El 9 de septiembre de 1973, el crítico del New York Times Magazine Robert Hughes sentenciaba: "La edad heroica del museo americano está llegando a su fin". Veinticuatro años después, el pasado día 13 de octubre, Hughes concluía en Bilbao su profecía afirmando que este museo es "el canto del cisne del museo americano".

Estamos totalmente de acuerdo con su veredicto, incluido Krens, quien así parece admitirlo al reconocer que "sería imposible haberlo construido hoy día ni siquiera en Nueva York". Este espectacular y singular proyecto a la americana es, sin duda alguna, el último y más llamativo de este siglo y previsiblemente único en el venidero.
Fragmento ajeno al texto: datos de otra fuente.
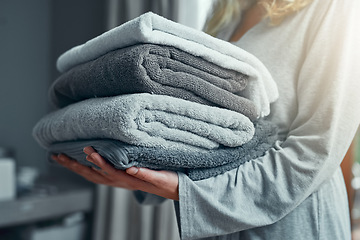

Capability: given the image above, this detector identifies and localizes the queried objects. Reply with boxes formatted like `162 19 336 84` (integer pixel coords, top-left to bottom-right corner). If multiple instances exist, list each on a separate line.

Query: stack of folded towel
33 12 279 181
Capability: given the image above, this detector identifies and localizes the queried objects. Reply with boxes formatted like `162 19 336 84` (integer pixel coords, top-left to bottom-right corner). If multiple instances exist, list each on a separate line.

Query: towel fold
47 119 277 181
32 93 255 150
56 12 278 118
50 44 257 120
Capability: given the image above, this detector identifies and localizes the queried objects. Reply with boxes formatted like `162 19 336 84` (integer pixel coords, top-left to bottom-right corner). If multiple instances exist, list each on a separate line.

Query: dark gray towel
50 43 258 120
47 119 278 181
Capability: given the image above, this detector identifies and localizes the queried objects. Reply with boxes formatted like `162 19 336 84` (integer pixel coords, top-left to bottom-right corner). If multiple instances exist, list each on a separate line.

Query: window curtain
106 0 214 30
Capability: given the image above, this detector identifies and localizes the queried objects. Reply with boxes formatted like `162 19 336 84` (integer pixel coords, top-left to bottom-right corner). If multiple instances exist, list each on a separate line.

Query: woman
53 0 360 239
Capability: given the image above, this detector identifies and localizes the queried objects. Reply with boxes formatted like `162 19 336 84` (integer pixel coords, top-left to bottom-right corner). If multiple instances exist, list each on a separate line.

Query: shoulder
295 0 359 45
305 0 359 22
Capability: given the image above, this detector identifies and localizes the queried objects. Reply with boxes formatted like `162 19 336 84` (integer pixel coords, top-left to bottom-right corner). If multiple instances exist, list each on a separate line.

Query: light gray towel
46 119 278 181
56 12 278 118
32 93 255 150
50 43 257 120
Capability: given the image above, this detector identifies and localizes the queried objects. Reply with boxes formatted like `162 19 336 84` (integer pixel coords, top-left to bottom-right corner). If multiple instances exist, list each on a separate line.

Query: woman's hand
51 147 179 200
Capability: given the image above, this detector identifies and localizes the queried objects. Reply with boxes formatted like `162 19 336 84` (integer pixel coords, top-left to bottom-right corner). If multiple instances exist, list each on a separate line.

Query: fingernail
127 167 139 175
57 154 64 162
86 155 93 163
89 153 100 164
83 147 92 154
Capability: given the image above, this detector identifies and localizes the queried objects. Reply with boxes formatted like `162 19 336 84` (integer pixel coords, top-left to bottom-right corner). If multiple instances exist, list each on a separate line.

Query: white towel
56 12 278 118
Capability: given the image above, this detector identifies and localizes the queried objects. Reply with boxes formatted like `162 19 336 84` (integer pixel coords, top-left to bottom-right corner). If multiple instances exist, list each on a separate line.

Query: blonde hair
205 0 313 36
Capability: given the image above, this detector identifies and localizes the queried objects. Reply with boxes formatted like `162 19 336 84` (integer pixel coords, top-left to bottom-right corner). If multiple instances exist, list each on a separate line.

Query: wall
0 0 51 173
0 0 106 174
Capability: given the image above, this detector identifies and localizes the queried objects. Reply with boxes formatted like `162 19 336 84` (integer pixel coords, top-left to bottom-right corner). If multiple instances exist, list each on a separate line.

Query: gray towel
56 12 278 118
50 44 257 120
47 119 278 181
32 93 255 150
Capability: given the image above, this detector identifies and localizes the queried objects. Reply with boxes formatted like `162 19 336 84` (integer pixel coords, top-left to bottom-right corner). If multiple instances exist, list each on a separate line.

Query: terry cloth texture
47 119 278 181
32 93 255 150
56 12 278 118
50 44 257 120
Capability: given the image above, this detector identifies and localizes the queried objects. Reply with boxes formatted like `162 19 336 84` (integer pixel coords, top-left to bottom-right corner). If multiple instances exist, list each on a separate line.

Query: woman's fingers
126 167 177 186
126 167 179 200
83 146 96 155
52 150 179 200
126 167 164 186
83 146 118 175
52 154 109 184
86 152 118 176
82 149 145 189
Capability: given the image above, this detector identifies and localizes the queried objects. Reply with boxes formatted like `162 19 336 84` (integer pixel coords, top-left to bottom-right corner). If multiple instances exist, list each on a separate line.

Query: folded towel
56 12 278 118
32 93 255 150
50 44 257 120
47 119 278 181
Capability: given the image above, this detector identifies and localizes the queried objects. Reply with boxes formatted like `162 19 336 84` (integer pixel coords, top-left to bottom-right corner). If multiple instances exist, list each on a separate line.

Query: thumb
126 167 163 185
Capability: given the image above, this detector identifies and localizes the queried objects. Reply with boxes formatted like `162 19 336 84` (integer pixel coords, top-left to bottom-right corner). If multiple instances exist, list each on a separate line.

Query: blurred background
0 0 359 240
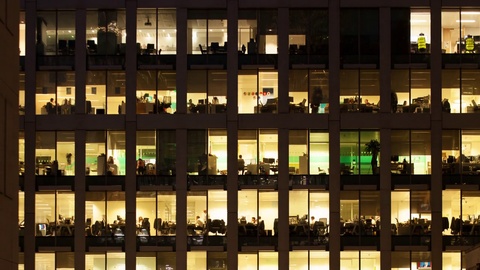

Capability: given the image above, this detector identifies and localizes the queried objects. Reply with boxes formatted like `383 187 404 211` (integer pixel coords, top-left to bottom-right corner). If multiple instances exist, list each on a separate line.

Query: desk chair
68 40 75 54
58 40 68 55
199 44 208 54
210 42 220 53
209 219 226 235
146 43 156 55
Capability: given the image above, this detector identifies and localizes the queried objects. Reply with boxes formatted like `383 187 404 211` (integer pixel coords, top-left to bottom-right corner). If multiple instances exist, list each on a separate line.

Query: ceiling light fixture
145 17 152 26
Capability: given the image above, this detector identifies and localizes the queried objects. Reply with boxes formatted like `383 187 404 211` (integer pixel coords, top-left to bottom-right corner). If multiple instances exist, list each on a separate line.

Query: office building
0 0 19 270
17 0 480 269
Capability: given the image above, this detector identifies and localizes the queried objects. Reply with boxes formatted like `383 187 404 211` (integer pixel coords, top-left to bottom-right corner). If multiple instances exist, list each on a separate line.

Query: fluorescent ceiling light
411 19 427 23
461 11 480 15
456 20 476 23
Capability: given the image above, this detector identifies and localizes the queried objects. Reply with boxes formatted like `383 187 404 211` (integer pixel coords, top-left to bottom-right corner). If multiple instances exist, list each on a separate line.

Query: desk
56 223 75 236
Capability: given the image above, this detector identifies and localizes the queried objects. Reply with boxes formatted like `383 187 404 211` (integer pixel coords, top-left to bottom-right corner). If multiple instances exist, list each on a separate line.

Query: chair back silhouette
258 220 266 236
199 44 207 54
273 218 279 236
142 218 151 235
209 219 226 235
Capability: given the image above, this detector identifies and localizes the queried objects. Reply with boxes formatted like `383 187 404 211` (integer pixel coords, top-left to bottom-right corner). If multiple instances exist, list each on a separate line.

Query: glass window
310 130 329 175
289 9 328 56
86 252 125 270
36 11 75 56
187 191 207 226
340 191 380 235
289 70 330 114
391 191 431 235
86 131 125 176
136 131 156 175
187 10 227 55
340 9 379 63
309 70 329 114
86 10 126 56
85 192 125 238
135 252 178 269
35 71 76 115
340 70 380 113
157 130 176 176
187 70 227 114
19 131 25 175
86 71 127 115
392 70 431 113
391 130 431 175
136 191 176 236
340 131 380 175
137 9 176 55
35 192 75 236
442 190 460 236
19 191 24 228
19 11 25 56
209 129 227 174
443 70 480 114
411 10 431 54
19 73 25 114
187 251 207 270
239 10 277 54
35 253 54 269
187 130 208 175
259 252 278 269
136 70 177 114
238 190 277 235
391 251 432 270
442 130 480 175
238 70 279 114
341 251 380 270
443 252 462 269
238 129 279 175
36 131 75 176
442 9 480 54
238 253 257 270
289 130 308 174
290 251 330 269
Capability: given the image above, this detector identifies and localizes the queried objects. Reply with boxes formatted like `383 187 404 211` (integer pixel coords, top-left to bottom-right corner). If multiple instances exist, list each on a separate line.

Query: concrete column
23 2 37 269
74 129 86 270
328 0 341 268
277 8 289 114
278 128 289 270
226 1 239 268
176 9 187 114
175 129 187 269
430 2 443 269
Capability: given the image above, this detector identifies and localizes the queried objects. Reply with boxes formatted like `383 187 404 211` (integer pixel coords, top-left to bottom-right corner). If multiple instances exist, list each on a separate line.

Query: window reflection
86 131 125 176
36 11 75 56
187 10 227 55
391 130 431 175
239 10 277 54
340 130 380 175
35 192 75 237
442 9 480 54
238 70 278 114
340 70 380 113
137 9 177 55
35 131 75 176
86 10 126 56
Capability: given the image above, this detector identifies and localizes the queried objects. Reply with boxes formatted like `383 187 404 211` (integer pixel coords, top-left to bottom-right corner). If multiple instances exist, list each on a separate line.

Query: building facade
0 0 19 270
18 0 480 269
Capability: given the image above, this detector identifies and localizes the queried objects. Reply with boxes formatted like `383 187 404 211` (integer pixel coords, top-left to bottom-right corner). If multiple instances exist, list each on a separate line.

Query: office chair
58 40 68 55
258 220 266 236
274 218 279 236
146 43 155 55
68 40 75 54
142 218 150 235
199 44 207 54
209 219 226 235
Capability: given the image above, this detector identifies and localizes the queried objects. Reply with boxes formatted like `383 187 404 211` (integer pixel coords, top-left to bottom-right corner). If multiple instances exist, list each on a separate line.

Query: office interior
18 4 480 270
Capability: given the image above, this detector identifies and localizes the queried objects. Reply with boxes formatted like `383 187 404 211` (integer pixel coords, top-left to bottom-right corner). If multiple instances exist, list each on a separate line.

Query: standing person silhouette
238 155 245 175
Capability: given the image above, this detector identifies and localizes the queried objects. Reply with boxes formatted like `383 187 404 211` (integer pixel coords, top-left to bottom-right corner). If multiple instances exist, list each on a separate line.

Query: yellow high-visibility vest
417 36 426 50
466 37 474 51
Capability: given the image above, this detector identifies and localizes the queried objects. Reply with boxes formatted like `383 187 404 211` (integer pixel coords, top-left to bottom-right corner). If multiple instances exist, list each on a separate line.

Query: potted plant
365 139 380 174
Un contenedor museístico como el de Frank O. Gehry, en Bilbao, no encuentra parangón. Sus 10.560 metros cuadrados de galerías en tres plantas, su envergadura y el brillo titánico de esta Flor de Metal domina y emblematiza la ciudad entera, alcanzando resultados ingentes. Más allá de la cercana referencia del Museo Municipal de Mönchengladbach, en Alemania, de Hans Hollein, y de la inevitable de Frank Lloyd Wright en la iconoclasta espiral neoyorquina, el edificio eleva su catadura escultural y arquitectónica a cotas difícilmente conocidas. La riqueza de las obras expuestas en su interior encuentra su más perfecta definición en las impagables repercusiones urbanísticas inmediatas de la ciudad, especialmente por haber librado ya a Bilbao de gran parte del lastre de un abandonado cinturón industrial oxidado, por decirlo en términos norteamericanos de la costa Este.

Pero no todo en su interior resulta museográficamente adecuado y perfecto. En las enormes y casi interactivas entrañas de esta descomunal ballena, en las que reina el juego sin fin de la curva / contracurva y la ensambladura de materiales diversos (piedra, hierro y cristal, especialmente), de entrada se ha sacrificado cualquier tentación de espacio neutro en favor de la hegemonía del espectáculo casi cinético de los elementos.

Siendo más que aceptables los sistemas para una fluida circulación del público visitante, aunque con una cierta ambigüedad y carencia señalética y orientativa, hay que reprochar el "aprovechamiento" fuera de razón y escala de algunos espacios "encontrados" (como los que amparan obras de Cristina Iglesias o Txomín Badiola; también de Beuys) en la interacción de tantos vectores que confluyen especialmente en las dos plantas superiores, y aparecen así como "aprovechamiento ocasional". Y, sobre todo, un desproporcionado sistema de iluminación artificial, y una más que discutible organización estructural de la iluminación natural. Difícilmente pueden justificarse esas macroestructuras para la iluminación artificial, colgantes del techo cual pasarelas flotantes, que interfieren permanentemente y anulan, por ejemplo, la visión completa de la sala dedicada a Sol LeWitt, entre otras. Ni se entiende que los lucernarios proyecten tajantemente sobre el suelo una isla de luz natural, y no bañen con suavidad difusora los muros y las obras. O que, para paliarlo, se coloquen esos dados centrales que cortan la perspectiva y la visión de conjunto de algunas hermosas salas, especialmente en la planta tercera.

Luis Alonso Fernández es profesor de Museología y director del Magister en Museografía y Exposiciones de la Universidad Complutense de Madrid.